Hoosiers should be prepared for a bigger bill for their Thanksgiving meal at the grocery store this year. According to Indiana Farm Bureau’s annual Thanksgiving market basket survey, the average cost for a Thanksgiving dinner for 10 this year, including 12 traditional food items, is $50.88. That’s about 9 percent more than Hoosiers paid last year.
The INFB Thanksgiving market basket survey was conducted by 37 volunteer shoppers in Indiana who collected prices on specific food items from one of their local grocery stores. Volunteer shoppers are asked to look for the best possible prices, without taking advantage of special promotional coupons or purchase deals.
The market basket price of $50.88 includes a 16-pound turkey, the ingredients for stuffing and a pumpkin pie, sweet potatoes, rolls, peas, a carrot and celery veggie tray, whole milk, cranberries and miscellaneous baking items such as eggs, sugar and butter.
While some items on the holiday shopping list are looking to be more affordable this year, the main factor in the overall price increase was the 16-pound turkey, being the most expensive item on the list, which is averaging about $3 more this year. Stuffing, pumpkin pie filling and the veggie tray will also cost you a bit more this year.
Despite the modest increase in Indiana, consumers continue to see affordable prices for turkey this year, due to its large inventory across the country. Indiana has a lot to do with that, since our state ranks fourth in the nation in turkey production. Turkeys also consume about 15 percent of all soybean meal fed to livestock in Indiana, so they’re great for our state’s economy.
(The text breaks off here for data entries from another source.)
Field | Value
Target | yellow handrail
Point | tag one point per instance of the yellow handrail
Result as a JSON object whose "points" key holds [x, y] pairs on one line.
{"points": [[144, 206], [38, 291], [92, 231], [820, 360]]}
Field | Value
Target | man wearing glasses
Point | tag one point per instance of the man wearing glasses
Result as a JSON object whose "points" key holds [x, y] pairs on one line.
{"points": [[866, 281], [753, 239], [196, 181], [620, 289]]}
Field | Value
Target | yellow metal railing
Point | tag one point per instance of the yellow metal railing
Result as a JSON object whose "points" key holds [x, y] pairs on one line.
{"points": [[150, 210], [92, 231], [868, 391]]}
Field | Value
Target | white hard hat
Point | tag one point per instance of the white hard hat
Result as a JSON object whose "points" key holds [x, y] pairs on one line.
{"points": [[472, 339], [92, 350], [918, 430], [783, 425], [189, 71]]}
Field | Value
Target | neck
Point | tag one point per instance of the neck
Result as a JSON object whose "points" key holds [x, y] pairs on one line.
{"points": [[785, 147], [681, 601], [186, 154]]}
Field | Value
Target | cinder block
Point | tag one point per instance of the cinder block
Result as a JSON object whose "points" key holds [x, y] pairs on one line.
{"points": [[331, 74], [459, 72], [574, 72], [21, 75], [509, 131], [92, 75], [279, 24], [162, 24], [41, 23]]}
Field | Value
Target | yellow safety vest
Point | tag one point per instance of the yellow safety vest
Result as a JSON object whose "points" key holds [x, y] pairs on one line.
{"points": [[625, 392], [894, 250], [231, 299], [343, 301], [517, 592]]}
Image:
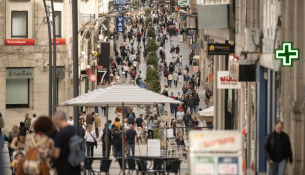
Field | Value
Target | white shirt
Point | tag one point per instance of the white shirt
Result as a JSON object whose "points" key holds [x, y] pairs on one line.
{"points": [[88, 137], [70, 122]]}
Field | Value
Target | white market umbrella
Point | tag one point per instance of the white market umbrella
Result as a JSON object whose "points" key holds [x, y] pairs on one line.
{"points": [[117, 95]]}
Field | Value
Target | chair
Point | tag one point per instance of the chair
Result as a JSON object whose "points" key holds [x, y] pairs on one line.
{"points": [[131, 165], [105, 165], [173, 166]]}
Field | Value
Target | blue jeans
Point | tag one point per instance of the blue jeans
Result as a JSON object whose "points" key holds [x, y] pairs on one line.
{"points": [[191, 109], [104, 148], [196, 107], [278, 168], [117, 151], [169, 82], [130, 146], [90, 146]]}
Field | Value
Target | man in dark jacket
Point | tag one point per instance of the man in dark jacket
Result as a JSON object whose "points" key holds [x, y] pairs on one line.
{"points": [[277, 150], [103, 138]]}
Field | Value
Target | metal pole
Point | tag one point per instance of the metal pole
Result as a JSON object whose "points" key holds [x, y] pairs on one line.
{"points": [[54, 61], [75, 58], [106, 151], [50, 61], [123, 140]]}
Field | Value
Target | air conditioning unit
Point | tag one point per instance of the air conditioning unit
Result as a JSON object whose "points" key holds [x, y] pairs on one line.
{"points": [[252, 41]]}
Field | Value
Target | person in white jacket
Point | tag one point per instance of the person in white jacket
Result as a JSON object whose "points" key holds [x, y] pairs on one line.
{"points": [[90, 139]]}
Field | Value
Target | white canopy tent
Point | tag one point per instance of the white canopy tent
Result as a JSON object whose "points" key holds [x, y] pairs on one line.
{"points": [[206, 115], [117, 95]]}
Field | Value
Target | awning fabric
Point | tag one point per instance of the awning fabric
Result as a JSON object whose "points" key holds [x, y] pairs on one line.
{"points": [[206, 114], [115, 95]]}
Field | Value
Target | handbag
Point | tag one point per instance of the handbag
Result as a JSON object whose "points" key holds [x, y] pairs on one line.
{"points": [[95, 142]]}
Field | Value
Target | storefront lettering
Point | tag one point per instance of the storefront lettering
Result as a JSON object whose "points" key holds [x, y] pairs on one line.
{"points": [[219, 142], [228, 80]]}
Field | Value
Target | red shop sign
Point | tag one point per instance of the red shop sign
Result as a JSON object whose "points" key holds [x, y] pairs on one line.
{"points": [[12, 42], [93, 77], [59, 41]]}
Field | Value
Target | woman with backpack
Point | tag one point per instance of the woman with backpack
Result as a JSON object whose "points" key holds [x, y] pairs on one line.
{"points": [[90, 139], [117, 142], [151, 127], [40, 145]]}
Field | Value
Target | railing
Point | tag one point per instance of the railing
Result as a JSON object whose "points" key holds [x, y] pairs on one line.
{"points": [[86, 17]]}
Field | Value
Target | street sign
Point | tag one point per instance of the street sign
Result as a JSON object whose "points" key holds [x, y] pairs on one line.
{"points": [[183, 2], [215, 153], [225, 81], [287, 54], [220, 49], [93, 77]]}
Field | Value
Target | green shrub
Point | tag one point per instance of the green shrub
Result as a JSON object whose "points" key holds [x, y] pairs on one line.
{"points": [[153, 80]]}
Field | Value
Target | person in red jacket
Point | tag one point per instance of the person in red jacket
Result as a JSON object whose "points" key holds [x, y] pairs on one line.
{"points": [[177, 49]]}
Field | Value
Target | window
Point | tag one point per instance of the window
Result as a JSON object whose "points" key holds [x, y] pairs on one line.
{"points": [[17, 93], [57, 18], [19, 25]]}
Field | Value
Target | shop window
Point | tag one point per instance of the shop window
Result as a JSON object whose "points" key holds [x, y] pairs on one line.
{"points": [[19, 23], [17, 93], [57, 18]]}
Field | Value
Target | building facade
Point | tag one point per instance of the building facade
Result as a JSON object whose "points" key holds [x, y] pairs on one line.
{"points": [[24, 58]]}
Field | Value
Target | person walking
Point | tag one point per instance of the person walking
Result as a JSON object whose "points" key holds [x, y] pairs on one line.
{"points": [[90, 139], [103, 139], [179, 117], [97, 124], [277, 149], [130, 135], [1, 124], [117, 142], [62, 150], [140, 126], [11, 136], [151, 127], [27, 121], [175, 78]]}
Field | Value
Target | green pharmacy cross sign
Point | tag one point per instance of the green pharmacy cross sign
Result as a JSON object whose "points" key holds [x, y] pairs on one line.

INFB’s survey is part of a national survey coordinated annually by the American Farm Bureau Federation. A total of 141 volunteer shoppers in 39 states participated this year. While Indiana’s average meal price increased this year, the national average meal cost decreased.
Shoppers with an eye for bargains in all areas of the country should be able to purchase individual menu items at prices comparable to the Farm Bureau survey averages. Another option for busy families without a lot of time to cook, such as the many farmers still completing this year’s harvest, is ready-to-eat Thanksgiving meals for up to 10 people, with all the trimmings, which are available at many supermarkets.